The world’s largest democracy is a major superpower with growing influence on world politics.

Photo by Max Kukurudziak on Unsplash.

“Our operation in the Donbas is not stopping,” said Russian President Vladimir Putin today. “They’re moving forward- not at a very fast pace- but they are gradually taking more and more territory.”

Putin’s remarks were in response to a recent surge in military successes by Ukrainian forces attempting to push back the invasion Russian military forces began in February.

“I remind you that the Russian army isn’t fighting in its entirety,” Putin added. “Only the professional army is fighting.”

Putin’s remarks, and a more clear-eyed look at recent Ukrainian military successes, have dampened rising hope that Ukraine might yet find a way to repel the superior military resources of Russia.

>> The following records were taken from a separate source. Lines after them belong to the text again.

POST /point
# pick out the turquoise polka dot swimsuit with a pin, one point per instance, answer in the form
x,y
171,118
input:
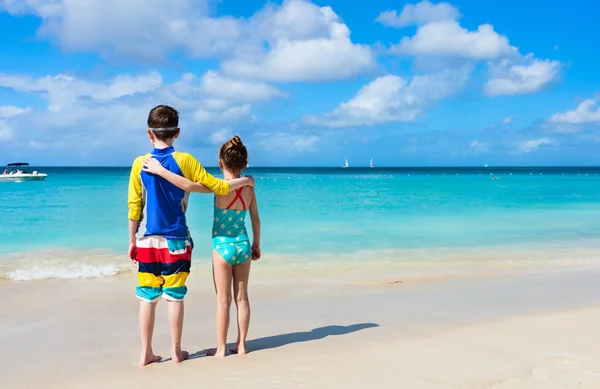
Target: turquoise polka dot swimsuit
x,y
230,238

With the news Putin plans to press on in his attack, the clash now seems likely to drag on into next year.

While the conflict between Ukraine and Russia has been underway for well over a decade, Moscow has been very careful about open acts of military aggression until recently. Hacking, information warfare, propaganda campaigns, efforts to undermine Ukraine’s government, industries and infrastructure; if Ukraine is falls to Putin’s Russia, it may be due as much to Putin’s efforts of the last 14 years than the Russian military’s success in Ukraine.

There have been economic attacks and even military incursions. Over 14,000 Ukrainians had already perished in the ongoing conflict by the time February 2022 rolled around.

It seems obvious in retrospect Vladimir Putin always planned on launching a full-scale military invasion of Ukraine at some point. Why else would the Russian government devote so much time and resources to undermining Ukraine if not to eventually annex the country- ostensibly, “for the good of its citizens”?

Putin was merely biding his time; waiting for the perfect opportunity. Covid19 proved a chance Putin clearly couldn’t refuse. With world governments weakened by measures they took to combat the pandemic, economies teetering on the brink of a supply-chain disaster and rising fuel costs, Putin’s plans for Ukraine couldn’t have found a better growing medium.